Unit operating costs for the group are expected to be $14.0-15.0/boe. Capital Markets Day September 18, 2025 to detail our medium to long term growth ambitions.
Roger Brown, Chief Executive Officer, Seplat Energy Plc, said: “Seplat has continued its positive trajectory in Q2 to deliver a strong performance for the first half of 2025. Our focus on integrity, reliability and production improvement activities are bearing fruit as evidenced by strong production in 2Q 2025, with onshore in the upper end of guidance, and offshore production growing 11 percent quarter on quarter”.
“The Company delivered first half production over 10 percent higher than the pro-forma output in same period last year, delivering on both our ambitions and supporting Nigeria’s goals of oil and gas production growth.
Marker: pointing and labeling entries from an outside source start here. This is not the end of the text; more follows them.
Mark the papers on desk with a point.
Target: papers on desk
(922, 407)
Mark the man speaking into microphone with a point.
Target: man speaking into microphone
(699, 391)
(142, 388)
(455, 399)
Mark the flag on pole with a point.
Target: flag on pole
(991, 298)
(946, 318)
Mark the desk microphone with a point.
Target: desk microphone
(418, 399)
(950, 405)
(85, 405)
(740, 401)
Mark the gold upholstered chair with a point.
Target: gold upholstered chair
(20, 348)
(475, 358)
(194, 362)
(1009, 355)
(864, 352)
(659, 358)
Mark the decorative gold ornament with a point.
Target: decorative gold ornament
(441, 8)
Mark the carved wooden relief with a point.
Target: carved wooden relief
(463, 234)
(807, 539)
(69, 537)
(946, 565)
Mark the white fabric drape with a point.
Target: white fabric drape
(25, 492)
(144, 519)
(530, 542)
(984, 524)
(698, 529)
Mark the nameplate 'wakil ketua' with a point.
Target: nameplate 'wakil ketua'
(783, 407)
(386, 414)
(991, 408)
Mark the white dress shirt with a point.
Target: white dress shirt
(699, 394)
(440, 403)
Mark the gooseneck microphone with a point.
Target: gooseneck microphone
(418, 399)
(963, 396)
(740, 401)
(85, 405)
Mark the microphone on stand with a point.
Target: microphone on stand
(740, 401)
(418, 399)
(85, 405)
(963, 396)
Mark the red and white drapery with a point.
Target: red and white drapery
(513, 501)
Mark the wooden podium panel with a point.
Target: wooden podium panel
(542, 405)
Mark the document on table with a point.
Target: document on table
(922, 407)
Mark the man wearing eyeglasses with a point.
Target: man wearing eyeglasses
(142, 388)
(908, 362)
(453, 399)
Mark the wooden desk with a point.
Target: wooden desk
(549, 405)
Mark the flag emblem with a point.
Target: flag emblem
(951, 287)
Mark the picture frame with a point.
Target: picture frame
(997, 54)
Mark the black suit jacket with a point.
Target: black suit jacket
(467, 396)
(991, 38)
“We are well placed to weather the recent increase in macro volatility. Strong revenues and a focus on costs delivered significant positive cash flows, enabling us to further reduce net leverage, continue our strong quarterly dividend track record and in the past week, pay down an additional $100 million of debt.
“We have hit the ground running in 2025 building a strong foundation with which deliver on our 2025 performance targets. Integration of the enlarged group continues at pace and we look forward to sharing our exciting plans for the Company when we set out the future of our business at the upcoming Capital Markets Day in September,” Brown said.